RE: Allowable Shear Stress

(OP)
Thanks for the replies guys. To clarify: What I was talking about is what you said Lcubed in your second post in the second paragraph. The bolt is "pulled" through the bolt hole axially shearing the material of the plate with the bolt head. Therefore I would use plate shear strength according to vonlueke, thus 0.577Sy (Sy = yield strength) is equal to the shear yield strength of a ductile material. For Cast Iron it would be basically the point where it fractures.

RE: Allowable Shear Stress

Tagger, allowable shear (0.22*Fu) comes from AISC code for threaded fasteners, threads excuded from shear plane.

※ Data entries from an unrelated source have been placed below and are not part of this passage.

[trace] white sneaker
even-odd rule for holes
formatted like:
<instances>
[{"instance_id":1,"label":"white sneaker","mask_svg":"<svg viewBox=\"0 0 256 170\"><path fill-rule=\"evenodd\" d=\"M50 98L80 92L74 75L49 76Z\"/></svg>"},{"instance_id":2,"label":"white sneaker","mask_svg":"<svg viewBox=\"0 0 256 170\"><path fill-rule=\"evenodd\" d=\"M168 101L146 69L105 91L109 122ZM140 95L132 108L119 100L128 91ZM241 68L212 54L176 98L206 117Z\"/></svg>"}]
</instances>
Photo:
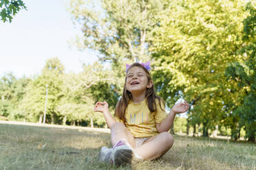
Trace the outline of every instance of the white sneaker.
<instances>
[{"instance_id":1,"label":"white sneaker","mask_svg":"<svg viewBox=\"0 0 256 170\"><path fill-rule=\"evenodd\" d=\"M113 148L103 147L100 149L98 160L100 162L113 163L120 166L131 163L133 151L125 143L120 140Z\"/></svg>"},{"instance_id":2,"label":"white sneaker","mask_svg":"<svg viewBox=\"0 0 256 170\"><path fill-rule=\"evenodd\" d=\"M122 145L113 148L111 160L115 165L119 167L123 165L131 164L132 155L132 150L127 145L122 143Z\"/></svg>"},{"instance_id":3,"label":"white sneaker","mask_svg":"<svg viewBox=\"0 0 256 170\"><path fill-rule=\"evenodd\" d=\"M98 160L100 162L111 162L111 151L112 148L107 148L107 147L101 147Z\"/></svg>"}]
</instances>

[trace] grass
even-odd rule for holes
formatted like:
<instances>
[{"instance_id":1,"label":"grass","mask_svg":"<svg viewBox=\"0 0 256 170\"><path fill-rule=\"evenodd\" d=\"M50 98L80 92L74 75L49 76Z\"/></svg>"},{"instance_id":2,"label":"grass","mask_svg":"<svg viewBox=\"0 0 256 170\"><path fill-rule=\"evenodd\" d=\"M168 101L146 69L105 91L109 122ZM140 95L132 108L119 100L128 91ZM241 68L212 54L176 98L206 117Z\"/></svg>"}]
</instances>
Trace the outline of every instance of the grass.
<instances>
[{"instance_id":1,"label":"grass","mask_svg":"<svg viewBox=\"0 0 256 170\"><path fill-rule=\"evenodd\" d=\"M157 160L118 169L256 169L255 143L174 136ZM0 169L113 169L98 162L109 133L68 127L0 123Z\"/></svg>"}]
</instances>

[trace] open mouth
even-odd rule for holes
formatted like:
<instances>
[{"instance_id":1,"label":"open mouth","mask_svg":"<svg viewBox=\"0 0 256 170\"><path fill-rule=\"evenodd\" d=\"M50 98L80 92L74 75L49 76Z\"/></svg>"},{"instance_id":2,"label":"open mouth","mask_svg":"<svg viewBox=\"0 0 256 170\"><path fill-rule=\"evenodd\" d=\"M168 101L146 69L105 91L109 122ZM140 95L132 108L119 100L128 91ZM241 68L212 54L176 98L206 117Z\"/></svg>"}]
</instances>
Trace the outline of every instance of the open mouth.
<instances>
[{"instance_id":1,"label":"open mouth","mask_svg":"<svg viewBox=\"0 0 256 170\"><path fill-rule=\"evenodd\" d=\"M136 85L136 84L139 84L138 82L134 82L131 84L131 85Z\"/></svg>"}]
</instances>

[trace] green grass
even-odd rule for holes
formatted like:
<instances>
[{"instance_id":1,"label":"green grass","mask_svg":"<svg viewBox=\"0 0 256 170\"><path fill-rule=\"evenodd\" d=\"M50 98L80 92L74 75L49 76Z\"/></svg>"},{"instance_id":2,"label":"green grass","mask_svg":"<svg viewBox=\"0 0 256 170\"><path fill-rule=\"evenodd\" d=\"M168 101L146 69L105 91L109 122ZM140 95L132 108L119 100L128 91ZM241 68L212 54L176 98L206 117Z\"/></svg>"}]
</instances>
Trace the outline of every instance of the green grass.
<instances>
[{"instance_id":1,"label":"green grass","mask_svg":"<svg viewBox=\"0 0 256 170\"><path fill-rule=\"evenodd\" d=\"M161 158L118 169L256 169L255 143L174 138ZM97 160L100 147L110 145L108 133L0 123L0 169L113 169Z\"/></svg>"}]
</instances>

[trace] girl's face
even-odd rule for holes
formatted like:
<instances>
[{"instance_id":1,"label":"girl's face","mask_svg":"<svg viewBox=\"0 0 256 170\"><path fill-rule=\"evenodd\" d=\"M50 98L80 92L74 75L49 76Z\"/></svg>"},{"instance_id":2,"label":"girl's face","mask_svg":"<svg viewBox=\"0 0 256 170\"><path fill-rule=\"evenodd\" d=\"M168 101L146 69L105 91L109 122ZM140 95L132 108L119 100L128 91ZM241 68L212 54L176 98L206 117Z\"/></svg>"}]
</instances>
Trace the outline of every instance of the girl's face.
<instances>
[{"instance_id":1,"label":"girl's face","mask_svg":"<svg viewBox=\"0 0 256 170\"><path fill-rule=\"evenodd\" d=\"M146 72L139 66L131 67L126 80L126 88L132 93L146 92L147 88L152 86L152 81L149 81Z\"/></svg>"}]
</instances>

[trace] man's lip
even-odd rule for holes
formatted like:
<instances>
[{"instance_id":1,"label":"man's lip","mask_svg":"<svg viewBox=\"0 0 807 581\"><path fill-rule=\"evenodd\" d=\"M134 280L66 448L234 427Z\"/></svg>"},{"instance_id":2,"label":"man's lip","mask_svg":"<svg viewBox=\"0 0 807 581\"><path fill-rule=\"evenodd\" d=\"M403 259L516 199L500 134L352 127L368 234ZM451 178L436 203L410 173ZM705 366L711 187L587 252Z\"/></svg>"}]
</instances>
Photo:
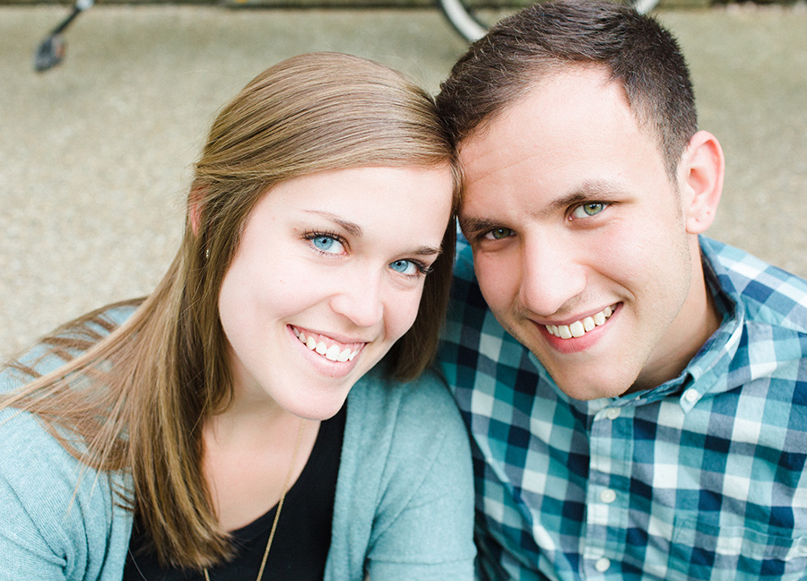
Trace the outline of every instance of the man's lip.
<instances>
[{"instance_id":1,"label":"man's lip","mask_svg":"<svg viewBox=\"0 0 807 581\"><path fill-rule=\"evenodd\" d=\"M617 308L618 308L620 304L621 304L620 302L612 303L611 305L607 305L606 307L602 307L602 308L600 308L598 310L590 310L590 311L588 311L588 312L586 312L586 313L585 313L585 314L573 315L573 316L571 316L571 317L566 317L566 318L560 319L560 320L536 319L536 318L534 318L534 319L533 319L533 322L535 323L536 325L542 325L542 326L547 326L547 325L571 325L572 323L577 323L577 321L582 321L583 319L585 319L585 318L586 318L586 317L593 317L594 315L596 315L597 313L602 313L602 312L604 311L606 308L611 308L611 310L612 310L612 315L614 312L616 312Z\"/></svg>"},{"instance_id":2,"label":"man's lip","mask_svg":"<svg viewBox=\"0 0 807 581\"><path fill-rule=\"evenodd\" d=\"M592 315L583 316L580 318L571 320L571 322L561 324L542 323L540 325L548 334L561 341L580 339L605 325L616 312L620 304L614 303ZM566 320L568 321L568 319Z\"/></svg>"}]
</instances>

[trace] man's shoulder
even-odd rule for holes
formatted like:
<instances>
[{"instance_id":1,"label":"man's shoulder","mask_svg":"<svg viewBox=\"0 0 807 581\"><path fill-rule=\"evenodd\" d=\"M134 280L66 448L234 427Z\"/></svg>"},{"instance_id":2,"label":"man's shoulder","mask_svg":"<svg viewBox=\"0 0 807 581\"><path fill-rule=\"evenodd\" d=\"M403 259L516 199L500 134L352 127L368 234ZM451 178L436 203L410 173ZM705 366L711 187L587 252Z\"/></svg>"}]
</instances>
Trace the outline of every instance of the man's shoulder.
<instances>
[{"instance_id":1,"label":"man's shoulder","mask_svg":"<svg viewBox=\"0 0 807 581\"><path fill-rule=\"evenodd\" d=\"M707 262L749 323L807 334L807 281L730 245L701 238Z\"/></svg>"}]
</instances>

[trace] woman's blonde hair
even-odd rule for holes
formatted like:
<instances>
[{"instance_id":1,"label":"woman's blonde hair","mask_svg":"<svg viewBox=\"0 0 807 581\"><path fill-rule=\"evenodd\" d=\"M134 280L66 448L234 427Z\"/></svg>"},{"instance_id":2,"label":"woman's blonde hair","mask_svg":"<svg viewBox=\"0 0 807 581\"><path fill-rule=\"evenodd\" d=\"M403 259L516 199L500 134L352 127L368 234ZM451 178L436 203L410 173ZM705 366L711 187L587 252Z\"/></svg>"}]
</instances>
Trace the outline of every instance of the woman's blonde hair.
<instances>
[{"instance_id":1,"label":"woman's blonde hair","mask_svg":"<svg viewBox=\"0 0 807 581\"><path fill-rule=\"evenodd\" d=\"M218 296L242 226L273 186L360 166L450 167L455 198L459 189L431 97L400 74L334 53L269 68L213 122L195 164L181 247L154 292L130 301L138 308L120 326L103 317L105 308L43 340L47 357L65 361L55 372L11 366L33 381L0 404L37 414L87 466L130 471L134 490L122 501L165 564L201 568L231 554L204 484L201 429L232 397ZM452 221L417 319L386 357L396 378L416 377L433 357L455 232Z\"/></svg>"}]
</instances>

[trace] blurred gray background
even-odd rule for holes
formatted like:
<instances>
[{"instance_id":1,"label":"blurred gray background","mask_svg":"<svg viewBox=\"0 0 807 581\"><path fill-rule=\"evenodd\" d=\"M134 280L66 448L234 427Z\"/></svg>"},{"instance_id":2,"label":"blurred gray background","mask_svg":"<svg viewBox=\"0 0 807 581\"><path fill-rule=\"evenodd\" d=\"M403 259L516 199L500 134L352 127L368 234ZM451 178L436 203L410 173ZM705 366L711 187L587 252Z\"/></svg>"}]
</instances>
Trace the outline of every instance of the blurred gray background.
<instances>
[{"instance_id":1,"label":"blurred gray background","mask_svg":"<svg viewBox=\"0 0 807 581\"><path fill-rule=\"evenodd\" d=\"M0 5L0 359L91 308L147 293L181 233L217 109L273 63L368 56L432 92L465 47L437 9L100 5L58 67L33 51L66 5ZM700 126L727 158L710 234L807 276L807 7L662 9ZM617 257L618 259L618 257Z\"/></svg>"}]
</instances>

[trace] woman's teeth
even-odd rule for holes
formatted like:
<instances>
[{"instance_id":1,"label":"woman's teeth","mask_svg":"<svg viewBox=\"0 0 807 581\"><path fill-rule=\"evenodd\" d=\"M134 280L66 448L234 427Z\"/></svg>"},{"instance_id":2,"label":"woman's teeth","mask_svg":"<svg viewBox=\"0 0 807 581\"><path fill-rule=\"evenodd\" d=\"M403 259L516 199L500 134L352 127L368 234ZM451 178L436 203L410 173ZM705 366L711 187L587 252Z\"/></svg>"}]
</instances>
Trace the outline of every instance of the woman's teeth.
<instances>
[{"instance_id":1,"label":"woman's teeth","mask_svg":"<svg viewBox=\"0 0 807 581\"><path fill-rule=\"evenodd\" d=\"M291 329L294 331L297 338L299 339L299 343L303 343L310 351L317 351L328 360L343 363L344 361L351 361L359 354L359 349L353 350L350 347L343 349L335 343L328 346L322 339L317 341L312 335L307 336L305 331L300 331L293 326Z\"/></svg>"},{"instance_id":2,"label":"woman's teeth","mask_svg":"<svg viewBox=\"0 0 807 581\"><path fill-rule=\"evenodd\" d=\"M545 326L546 330L551 334L561 339L582 337L594 327L604 325L612 313L613 309L611 307L606 307L596 315L586 317L580 321L575 321L571 325L547 325Z\"/></svg>"}]
</instances>

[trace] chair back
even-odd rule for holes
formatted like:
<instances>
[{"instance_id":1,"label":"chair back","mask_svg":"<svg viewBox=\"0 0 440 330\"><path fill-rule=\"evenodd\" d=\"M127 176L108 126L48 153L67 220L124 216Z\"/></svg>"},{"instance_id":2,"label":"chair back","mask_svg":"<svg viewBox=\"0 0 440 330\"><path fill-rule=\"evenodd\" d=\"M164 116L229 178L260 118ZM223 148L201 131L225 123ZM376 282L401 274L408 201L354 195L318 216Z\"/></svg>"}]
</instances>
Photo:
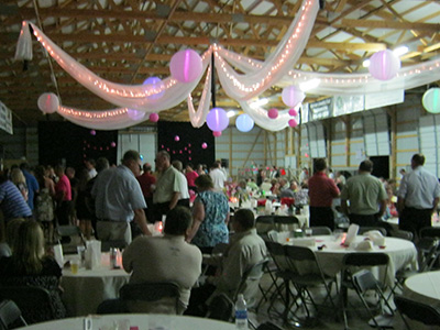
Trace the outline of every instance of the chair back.
<instances>
[{"instance_id":1,"label":"chair back","mask_svg":"<svg viewBox=\"0 0 440 330\"><path fill-rule=\"evenodd\" d=\"M21 310L12 300L4 299L0 301L0 329L12 329L13 326L28 326L21 316Z\"/></svg>"},{"instance_id":2,"label":"chair back","mask_svg":"<svg viewBox=\"0 0 440 330\"><path fill-rule=\"evenodd\" d=\"M439 326L440 314L436 308L421 301L415 301L403 296L395 296L394 302L396 304L397 310L399 311L405 324L408 329L409 324L404 316L411 320L422 322L427 326Z\"/></svg>"},{"instance_id":3,"label":"chair back","mask_svg":"<svg viewBox=\"0 0 440 330\"><path fill-rule=\"evenodd\" d=\"M57 318L51 294L42 287L0 286L0 299L14 301L30 324Z\"/></svg>"},{"instance_id":4,"label":"chair back","mask_svg":"<svg viewBox=\"0 0 440 330\"><path fill-rule=\"evenodd\" d=\"M310 229L311 229L311 234L314 237L317 237L317 235L331 235L333 233L331 231L331 229L326 227L326 226L310 227Z\"/></svg>"},{"instance_id":5,"label":"chair back","mask_svg":"<svg viewBox=\"0 0 440 330\"><path fill-rule=\"evenodd\" d=\"M175 283L129 283L121 287L119 296L131 312L177 315L184 309L179 306L180 292Z\"/></svg>"}]
</instances>

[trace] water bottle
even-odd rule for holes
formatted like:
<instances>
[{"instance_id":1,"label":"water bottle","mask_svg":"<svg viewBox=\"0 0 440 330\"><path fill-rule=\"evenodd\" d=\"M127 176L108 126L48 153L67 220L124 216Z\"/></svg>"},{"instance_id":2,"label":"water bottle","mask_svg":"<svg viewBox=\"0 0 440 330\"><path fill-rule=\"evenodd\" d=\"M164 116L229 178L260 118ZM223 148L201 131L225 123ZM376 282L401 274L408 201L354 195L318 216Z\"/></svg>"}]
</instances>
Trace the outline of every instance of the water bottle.
<instances>
[{"instance_id":1,"label":"water bottle","mask_svg":"<svg viewBox=\"0 0 440 330\"><path fill-rule=\"evenodd\" d=\"M235 329L249 329L248 307L243 294L240 294L235 301Z\"/></svg>"}]
</instances>

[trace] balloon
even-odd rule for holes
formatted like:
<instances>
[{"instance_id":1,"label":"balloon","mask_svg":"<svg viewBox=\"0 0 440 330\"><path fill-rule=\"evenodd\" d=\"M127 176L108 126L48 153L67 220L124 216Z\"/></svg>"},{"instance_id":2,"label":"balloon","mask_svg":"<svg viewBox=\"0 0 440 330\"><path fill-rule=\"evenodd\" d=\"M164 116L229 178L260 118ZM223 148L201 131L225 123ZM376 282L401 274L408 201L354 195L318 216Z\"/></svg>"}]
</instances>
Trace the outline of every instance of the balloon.
<instances>
[{"instance_id":1,"label":"balloon","mask_svg":"<svg viewBox=\"0 0 440 330\"><path fill-rule=\"evenodd\" d=\"M211 131L223 131L229 125L227 111L213 108L207 116L207 124Z\"/></svg>"},{"instance_id":2,"label":"balloon","mask_svg":"<svg viewBox=\"0 0 440 330\"><path fill-rule=\"evenodd\" d=\"M151 122L157 122L158 121L158 114L155 113L155 112L150 113L150 121Z\"/></svg>"},{"instance_id":3,"label":"balloon","mask_svg":"<svg viewBox=\"0 0 440 330\"><path fill-rule=\"evenodd\" d=\"M389 50L380 51L370 58L369 72L378 80L389 80L400 69L400 59Z\"/></svg>"},{"instance_id":4,"label":"balloon","mask_svg":"<svg viewBox=\"0 0 440 330\"><path fill-rule=\"evenodd\" d=\"M144 111L139 111L139 110L134 110L134 109L129 109L127 110L127 114L129 114L129 117L132 120L141 120L145 117L145 112Z\"/></svg>"},{"instance_id":5,"label":"balloon","mask_svg":"<svg viewBox=\"0 0 440 330\"><path fill-rule=\"evenodd\" d=\"M165 85L157 77L146 78L142 85L145 85L145 92L148 94L146 98L148 100L157 100L165 94Z\"/></svg>"},{"instance_id":6,"label":"balloon","mask_svg":"<svg viewBox=\"0 0 440 330\"><path fill-rule=\"evenodd\" d=\"M185 50L173 55L169 63L172 77L180 82L190 82L200 77L201 57L196 51Z\"/></svg>"},{"instance_id":7,"label":"balloon","mask_svg":"<svg viewBox=\"0 0 440 330\"><path fill-rule=\"evenodd\" d=\"M275 119L278 117L278 110L276 110L275 108L272 108L267 111L267 117L271 119Z\"/></svg>"},{"instance_id":8,"label":"balloon","mask_svg":"<svg viewBox=\"0 0 440 330\"><path fill-rule=\"evenodd\" d=\"M290 114L292 117L298 116L298 111L296 111L295 109L290 109L290 110L289 110L289 114Z\"/></svg>"},{"instance_id":9,"label":"balloon","mask_svg":"<svg viewBox=\"0 0 440 330\"><path fill-rule=\"evenodd\" d=\"M288 123L289 123L289 127L290 127L290 128L295 128L295 127L298 125L298 122L297 122L295 119L290 119L290 120L288 121Z\"/></svg>"},{"instance_id":10,"label":"balloon","mask_svg":"<svg viewBox=\"0 0 440 330\"><path fill-rule=\"evenodd\" d=\"M440 113L440 88L430 88L421 99L424 108L431 113Z\"/></svg>"},{"instance_id":11,"label":"balloon","mask_svg":"<svg viewBox=\"0 0 440 330\"><path fill-rule=\"evenodd\" d=\"M254 121L249 114L243 113L237 118L235 127L240 132L249 132L254 128Z\"/></svg>"},{"instance_id":12,"label":"balloon","mask_svg":"<svg viewBox=\"0 0 440 330\"><path fill-rule=\"evenodd\" d=\"M59 99L53 92L45 92L40 96L37 105L43 113L54 113L59 108Z\"/></svg>"},{"instance_id":13,"label":"balloon","mask_svg":"<svg viewBox=\"0 0 440 330\"><path fill-rule=\"evenodd\" d=\"M304 101L306 95L296 86L288 86L283 89L282 99L287 107L296 107Z\"/></svg>"}]
</instances>

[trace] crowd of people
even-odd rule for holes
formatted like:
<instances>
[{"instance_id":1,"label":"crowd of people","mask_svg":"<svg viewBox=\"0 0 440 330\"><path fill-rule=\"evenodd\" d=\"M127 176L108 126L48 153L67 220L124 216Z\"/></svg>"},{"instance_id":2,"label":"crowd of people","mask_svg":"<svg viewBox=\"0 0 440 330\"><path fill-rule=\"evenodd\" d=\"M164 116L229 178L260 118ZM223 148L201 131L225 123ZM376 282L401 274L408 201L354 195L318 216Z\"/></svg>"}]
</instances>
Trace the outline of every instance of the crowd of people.
<instances>
[{"instance_id":1,"label":"crowd of people","mask_svg":"<svg viewBox=\"0 0 440 330\"><path fill-rule=\"evenodd\" d=\"M307 205L311 227L334 229L338 215L350 223L376 226L388 215L400 218L402 229L417 232L431 224L440 198L439 182L424 163L424 155L413 156L413 170L404 174L399 189L395 180L374 177L369 160L360 164L358 175L346 178L342 173L332 176L324 158L315 160L312 175L308 168L292 178L277 177L275 168L260 169L256 180L243 178L235 187L239 194L257 191L261 197L266 193L271 198ZM177 283L180 312L201 315L211 295L231 296L245 270L267 255L255 230L254 212L240 209L230 217L227 177L220 162L210 172L193 164L186 164L184 172L183 164L172 162L165 151L156 154L154 170L142 164L136 151L128 151L119 166L110 166L106 158L86 160L77 174L63 166L37 166L32 173L25 163L2 172L0 208L6 240L0 244L1 285L9 283L3 278L46 278L41 283L51 289L58 316L64 317L62 270L47 246L56 240L56 226L75 224L87 239L124 242L122 261L124 270L132 273L131 283ZM152 237L148 222L156 221L165 223L163 237ZM218 244L227 245L220 258L210 254ZM216 265L216 276L207 277L191 293L202 263ZM128 309L121 300L106 301L101 308L110 312Z\"/></svg>"}]
</instances>

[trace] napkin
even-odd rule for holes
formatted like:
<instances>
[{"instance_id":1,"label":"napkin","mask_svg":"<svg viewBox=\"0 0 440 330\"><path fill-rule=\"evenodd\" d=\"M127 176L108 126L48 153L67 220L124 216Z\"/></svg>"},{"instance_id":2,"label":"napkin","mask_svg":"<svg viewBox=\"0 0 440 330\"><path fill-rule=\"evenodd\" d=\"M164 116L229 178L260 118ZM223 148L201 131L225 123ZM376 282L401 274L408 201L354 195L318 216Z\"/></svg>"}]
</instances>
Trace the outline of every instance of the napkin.
<instances>
[{"instance_id":1,"label":"napkin","mask_svg":"<svg viewBox=\"0 0 440 330\"><path fill-rule=\"evenodd\" d=\"M101 241L87 241L86 268L94 270L101 265Z\"/></svg>"},{"instance_id":2,"label":"napkin","mask_svg":"<svg viewBox=\"0 0 440 330\"><path fill-rule=\"evenodd\" d=\"M359 226L355 223L350 224L349 230L346 231L344 245L349 246L358 235Z\"/></svg>"},{"instance_id":3,"label":"napkin","mask_svg":"<svg viewBox=\"0 0 440 330\"><path fill-rule=\"evenodd\" d=\"M378 230L371 230L366 232L366 237L373 241L374 245L385 245L385 238Z\"/></svg>"}]
</instances>

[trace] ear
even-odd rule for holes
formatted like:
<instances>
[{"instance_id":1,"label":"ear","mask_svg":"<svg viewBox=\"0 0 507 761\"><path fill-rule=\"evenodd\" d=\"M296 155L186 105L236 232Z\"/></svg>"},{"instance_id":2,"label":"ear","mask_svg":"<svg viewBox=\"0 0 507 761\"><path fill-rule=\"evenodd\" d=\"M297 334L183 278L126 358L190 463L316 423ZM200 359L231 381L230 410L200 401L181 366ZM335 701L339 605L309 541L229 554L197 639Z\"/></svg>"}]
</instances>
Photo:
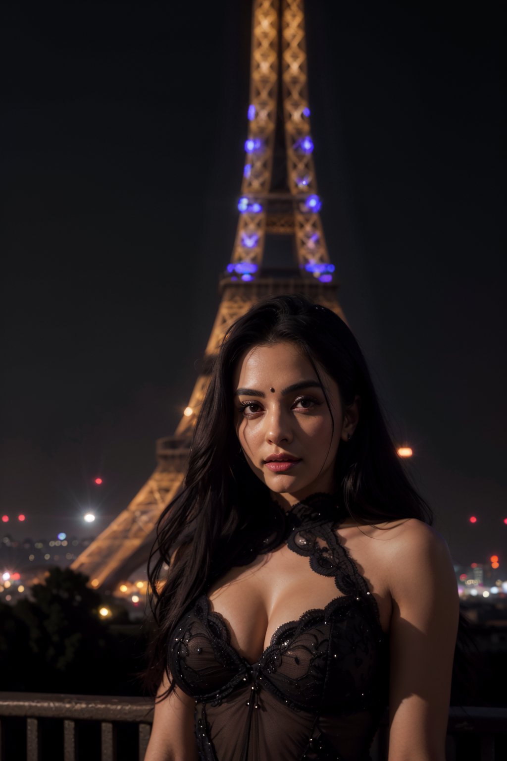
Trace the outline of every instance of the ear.
<instances>
[{"instance_id":1,"label":"ear","mask_svg":"<svg viewBox=\"0 0 507 761\"><path fill-rule=\"evenodd\" d=\"M361 407L361 397L356 396L352 404L345 407L344 414L344 425L341 428L341 438L344 441L349 441L349 436L352 438L356 430L356 426L359 422L359 412Z\"/></svg>"}]
</instances>

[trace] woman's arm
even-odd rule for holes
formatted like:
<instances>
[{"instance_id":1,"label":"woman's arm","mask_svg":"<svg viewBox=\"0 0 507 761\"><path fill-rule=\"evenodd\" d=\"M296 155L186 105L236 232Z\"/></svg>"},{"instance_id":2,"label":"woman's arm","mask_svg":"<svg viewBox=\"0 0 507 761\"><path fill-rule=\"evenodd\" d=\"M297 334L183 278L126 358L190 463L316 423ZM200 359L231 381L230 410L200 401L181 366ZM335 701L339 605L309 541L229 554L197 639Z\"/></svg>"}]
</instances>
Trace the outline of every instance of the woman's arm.
<instances>
[{"instance_id":1,"label":"woman's arm","mask_svg":"<svg viewBox=\"0 0 507 761\"><path fill-rule=\"evenodd\" d=\"M160 683L157 697L169 683L166 675ZM176 687L169 697L155 704L153 727L144 761L198 761L194 735L195 702Z\"/></svg>"},{"instance_id":2,"label":"woman's arm","mask_svg":"<svg viewBox=\"0 0 507 761\"><path fill-rule=\"evenodd\" d=\"M412 518L392 540L388 761L445 761L459 597L441 535Z\"/></svg>"}]
</instances>

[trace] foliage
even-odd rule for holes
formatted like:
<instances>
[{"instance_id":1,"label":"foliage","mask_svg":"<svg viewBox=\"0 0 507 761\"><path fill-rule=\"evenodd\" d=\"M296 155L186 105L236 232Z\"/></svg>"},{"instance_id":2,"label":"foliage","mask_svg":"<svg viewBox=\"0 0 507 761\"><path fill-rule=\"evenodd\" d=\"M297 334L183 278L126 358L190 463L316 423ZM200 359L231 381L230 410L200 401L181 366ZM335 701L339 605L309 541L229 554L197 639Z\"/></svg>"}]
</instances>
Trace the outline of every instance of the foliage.
<instances>
[{"instance_id":1,"label":"foliage","mask_svg":"<svg viewBox=\"0 0 507 761\"><path fill-rule=\"evenodd\" d=\"M102 597L87 581L83 574L55 567L31 587L30 598L14 606L0 603L1 689L136 694L132 674L143 652L125 645L132 638L114 634L100 617ZM107 607L119 613L116 622L127 618L119 606L108 600Z\"/></svg>"}]
</instances>

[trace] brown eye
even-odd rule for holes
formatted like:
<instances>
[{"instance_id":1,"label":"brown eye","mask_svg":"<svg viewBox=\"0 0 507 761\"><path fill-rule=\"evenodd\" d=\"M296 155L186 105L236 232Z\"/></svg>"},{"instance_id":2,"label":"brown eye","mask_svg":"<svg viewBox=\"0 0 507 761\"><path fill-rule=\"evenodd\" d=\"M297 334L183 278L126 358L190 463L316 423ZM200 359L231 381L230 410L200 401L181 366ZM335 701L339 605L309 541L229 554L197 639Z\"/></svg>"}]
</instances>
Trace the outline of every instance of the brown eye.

RE: Allowable Shear Stress

Tagger:  To clarify, in the first paragraph, last sentence, of my first post, notice I used the word "former."  I was referring there to the bolt transverse shear tear out.  I didn't cover axial pull-through strength; this is covered in the second paragraph in each of the above posts by Lcubed.

Notice the caveat Lcubed mentions in the second paragraph of his second post.  If the plate is very well supported--e.g., if there are two or three walls surrounding the bolt head through which the tensile load to the bolt head is applied--then axial plate "punch-through" shear strength might govern.  However, the majority of applications might not have two or three walls in tension closely surrounding the bolt head, and thus the plate pull-through strength is more likely governed not by pure shear but by the mixed-mode failure described in the second paragraph of Lcubed's first post.  Due to the difficulty in analyzing this, notice he suggested testing might be necessary.

I have an idea on how one might approximate this scenario using FEA, but since it would be a detailed discussion, will not go into that unless you are definitely interested in trying to approximate the combined pull-through stress using FEA.